Abstract

Novel Shocks asks how novels of the 1950s and 1960s responded to New York City’s central role in urban renewal projects that paved the way for the “creative destruction” (2) associated with neoliberalism and US empire. New York City was at the center of so-called “urban decline” (1) ideology seeking to explain the inward “great migration of blacks, Latinos, and Puerto Ricans” and outward migration of “industry, commerce, and the white tax base” (1) to the emerging suburbs. While the Federal Housing Act of 1949 and Federal Highway Act of 1956 had national scope, New York reaped the lion’s share of material and ideological changes.

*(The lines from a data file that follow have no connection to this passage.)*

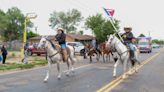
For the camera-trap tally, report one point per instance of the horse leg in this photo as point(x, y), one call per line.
point(90, 58)
point(115, 68)
point(48, 71)
point(73, 59)
point(125, 63)
point(68, 66)
point(103, 58)
point(97, 57)
point(59, 72)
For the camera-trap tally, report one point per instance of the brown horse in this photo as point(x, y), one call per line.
point(105, 51)
point(91, 51)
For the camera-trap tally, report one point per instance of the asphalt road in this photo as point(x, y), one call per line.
point(87, 78)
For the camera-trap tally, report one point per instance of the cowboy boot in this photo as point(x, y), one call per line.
point(65, 55)
point(132, 56)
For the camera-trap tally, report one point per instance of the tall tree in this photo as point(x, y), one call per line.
point(141, 35)
point(14, 24)
point(100, 26)
point(67, 20)
point(31, 34)
point(81, 32)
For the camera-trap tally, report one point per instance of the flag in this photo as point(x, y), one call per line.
point(109, 12)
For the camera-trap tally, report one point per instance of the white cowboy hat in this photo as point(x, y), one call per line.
point(59, 28)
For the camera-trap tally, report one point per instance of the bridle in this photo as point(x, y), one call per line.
point(50, 56)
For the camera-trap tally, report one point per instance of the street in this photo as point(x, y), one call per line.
point(87, 78)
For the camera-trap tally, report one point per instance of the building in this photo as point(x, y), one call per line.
point(69, 38)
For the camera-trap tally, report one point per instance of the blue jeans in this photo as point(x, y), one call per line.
point(131, 46)
point(63, 46)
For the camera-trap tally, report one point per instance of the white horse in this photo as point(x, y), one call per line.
point(54, 56)
point(123, 53)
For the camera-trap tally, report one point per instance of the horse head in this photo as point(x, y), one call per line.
point(42, 42)
point(110, 41)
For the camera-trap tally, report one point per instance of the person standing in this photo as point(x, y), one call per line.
point(128, 41)
point(4, 53)
point(61, 38)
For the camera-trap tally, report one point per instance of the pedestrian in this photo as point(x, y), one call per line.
point(129, 42)
point(4, 53)
point(1, 57)
point(61, 38)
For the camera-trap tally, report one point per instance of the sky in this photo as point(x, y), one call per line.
point(144, 16)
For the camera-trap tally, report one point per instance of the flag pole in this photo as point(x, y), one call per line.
point(112, 21)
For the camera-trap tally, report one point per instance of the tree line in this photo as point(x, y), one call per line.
point(12, 25)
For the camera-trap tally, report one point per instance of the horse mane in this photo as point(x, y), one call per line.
point(51, 43)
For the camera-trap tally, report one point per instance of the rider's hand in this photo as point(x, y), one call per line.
point(124, 36)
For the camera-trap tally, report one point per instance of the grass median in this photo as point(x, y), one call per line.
point(12, 66)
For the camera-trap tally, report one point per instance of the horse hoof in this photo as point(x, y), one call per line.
point(67, 74)
point(124, 76)
point(59, 77)
point(45, 81)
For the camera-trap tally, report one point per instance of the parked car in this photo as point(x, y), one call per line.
point(144, 44)
point(145, 47)
point(77, 45)
point(34, 50)
point(156, 46)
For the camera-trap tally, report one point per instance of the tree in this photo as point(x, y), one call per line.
point(100, 26)
point(156, 41)
point(81, 32)
point(13, 26)
point(141, 35)
point(31, 34)
point(68, 20)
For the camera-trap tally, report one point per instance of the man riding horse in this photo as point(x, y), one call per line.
point(128, 41)
point(61, 38)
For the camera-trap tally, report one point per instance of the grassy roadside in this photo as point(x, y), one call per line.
point(12, 66)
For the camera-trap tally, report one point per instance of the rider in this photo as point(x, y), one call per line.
point(94, 44)
point(61, 38)
point(128, 37)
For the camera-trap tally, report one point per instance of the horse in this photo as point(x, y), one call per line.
point(123, 53)
point(54, 56)
point(105, 51)
point(91, 51)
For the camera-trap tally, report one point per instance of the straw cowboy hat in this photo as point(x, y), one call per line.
point(60, 28)
point(127, 28)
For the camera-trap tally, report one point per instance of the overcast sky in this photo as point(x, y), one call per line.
point(143, 15)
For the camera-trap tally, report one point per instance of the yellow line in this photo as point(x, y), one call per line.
point(117, 81)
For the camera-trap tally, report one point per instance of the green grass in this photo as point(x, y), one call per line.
point(11, 66)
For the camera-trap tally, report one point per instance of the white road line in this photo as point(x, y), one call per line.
point(20, 71)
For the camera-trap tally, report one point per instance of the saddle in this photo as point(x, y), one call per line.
point(64, 53)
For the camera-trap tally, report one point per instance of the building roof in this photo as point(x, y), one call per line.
point(80, 37)
point(74, 36)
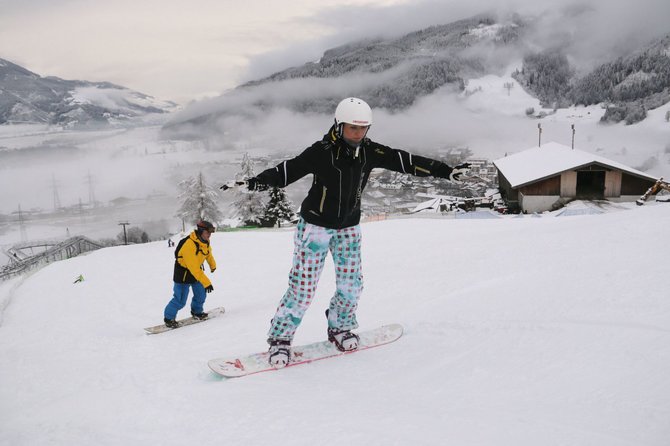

NYC was the central testing ground of new urban/suburban relations “designed by planners, politicians, and downtown business interests” (1). The twin engines of suburbanization and urban renewal “helped the United States restabilize global capitalism after World War II by absorbing the surpluses of capital and labor whose stagnation manifested itself in the global Great Depression of the 1930s” (7). Tucker-Abramson focuses throughout on the violence wrought by international capitalism and its imminent resistance by insurgent communes, arguing that “urban renewal, in other words, formed the basis for the long and soon to be global struggle over the displacement and dispossession of urban populations that has been a defining feature of neoliberalism” (8).